Many of the Ancients' writings would have been lost had it not been for the efforts of the Christian, Jewish and Persian translators in the House of Wisdom, the House of Knowledge, and other such institutions, whose glosses and commentaries were later translated into Latin in the 2th century. However, it is not clear how these sources first came to be used during the Renaissance, and their influence on what would later emerge as the discipline of psychology is a topic of scholarly debate.

Etymology and early usage of word

The first use of the term "psychology" is often attributed to the German scholastic philosopher Rudolf Göckel (1547–1628, often known under the Latin form Rudolph Goclenius), who published the Psychologia hoc est de hominis perfectione, anima, ortu in Marburg in 1590. However, the term seems to have been used more than six decades earlier by the Croatian humanist Marko Marulić (1450–1524) in the title of his Latin treatise, Psichiologia de ratione animae humanae. Although the treatise itself has not been preserved, its title appears in a list of Marulic's works compiled by his younger contemporary, Franjo Bozicevic-Natalis in his "Vita Marci Maruli Spalatensis" (Krstić, 1964). This, of course, may well not have been the very first usage, but it is the earliest documented use at present.

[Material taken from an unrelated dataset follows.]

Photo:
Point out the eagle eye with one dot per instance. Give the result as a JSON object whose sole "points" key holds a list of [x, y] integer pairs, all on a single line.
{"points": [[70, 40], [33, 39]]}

The term did not come into popular usage until the German idealist philosopher, Christian Wolff (1679–1754) used it in his Psychologia empirica and Psychologia rationalis (1732–1734). This distinction between empirical and rational psychology was picked up in Denis Diderot's (1713–1780) Encyclopedie (1751–1784) and was popularized in France by Maine de Biran (1766–1824). In England, the term "psychology" overtook "mental philosophy" in the middle of the 19th century, especially in the work of William Hamilton (1788–1856) (see Danziger, 1997, chap. 3).